Over the last weekend, Twitter was where TehranBureau relayed coordinates for assemblies; it was where trusted users filtered bad information from good. Tweets led to pictures of Mir-Hossein Mousavi mingling in the crowd after the news media reported he was under house arrest, they exposed traps laid by authorities, they linked to a moving video of protesters aiding a fallen policeman whose motorbike had burst into flames -- a priceless record of the complex truths that prevail in a society that so perplexes outsiders.

As a crowning validation, the U.S. State Department, realizing that Twitterers were communicating vital information from postelection Iran, asked the people at NTT America, Twitter’s network provider, to move a planned maintenance outage to the quiet hours of the Iranian night as opposed to the California one. They obliged.

Yes, Twitter has its restraints, among them its 140-character limit to posts.

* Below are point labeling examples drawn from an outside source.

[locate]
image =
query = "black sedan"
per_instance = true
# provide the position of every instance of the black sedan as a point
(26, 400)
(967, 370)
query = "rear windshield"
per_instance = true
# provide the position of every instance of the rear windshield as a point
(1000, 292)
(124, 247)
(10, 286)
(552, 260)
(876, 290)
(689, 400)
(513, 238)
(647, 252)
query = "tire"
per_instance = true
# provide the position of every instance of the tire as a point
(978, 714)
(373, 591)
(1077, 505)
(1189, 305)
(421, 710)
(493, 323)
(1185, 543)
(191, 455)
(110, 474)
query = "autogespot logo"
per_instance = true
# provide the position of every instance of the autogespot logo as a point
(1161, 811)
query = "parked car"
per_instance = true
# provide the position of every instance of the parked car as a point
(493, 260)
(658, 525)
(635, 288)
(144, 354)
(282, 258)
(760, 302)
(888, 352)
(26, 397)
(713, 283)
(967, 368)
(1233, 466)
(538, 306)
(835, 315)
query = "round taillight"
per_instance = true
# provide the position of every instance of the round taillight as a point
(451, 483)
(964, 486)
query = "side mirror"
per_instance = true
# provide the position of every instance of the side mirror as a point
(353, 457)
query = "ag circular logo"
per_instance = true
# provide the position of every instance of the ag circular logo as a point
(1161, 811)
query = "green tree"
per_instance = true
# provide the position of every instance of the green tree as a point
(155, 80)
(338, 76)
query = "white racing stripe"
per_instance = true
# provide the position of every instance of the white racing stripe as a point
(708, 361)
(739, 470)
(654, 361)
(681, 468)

But as one Twitterer observed in a frequently re-tweeted message: “140 characters is a novel when you’re being shot at.”

It’s important not to get carried away here. There is no revolution being Twitterized, as some have reported, only a possible desire for one. There is certainly no direct line from Twitter to democracy. But Twitter is, by its very nature and architecture, destined to at least democratize information: Google and Yahoo executives can help Chinese authorities censor and rout out opponents with only minor public relations damage. But if Twitter betrays its base of millions, it ceases to exist.

“The TV is still playing Mahmoud Ahmadinejad victory clips,” wrote TehranElection on June 14 at 5:25 a.m., one hour after he created his Twitter account. And then, 19 minutes later, “I have to shut down for a bit, the police are looking for satellites.” His feed ends there, but I continue to follow it with hope, expecting that I, and his 3,756 other followers, will hear something soon.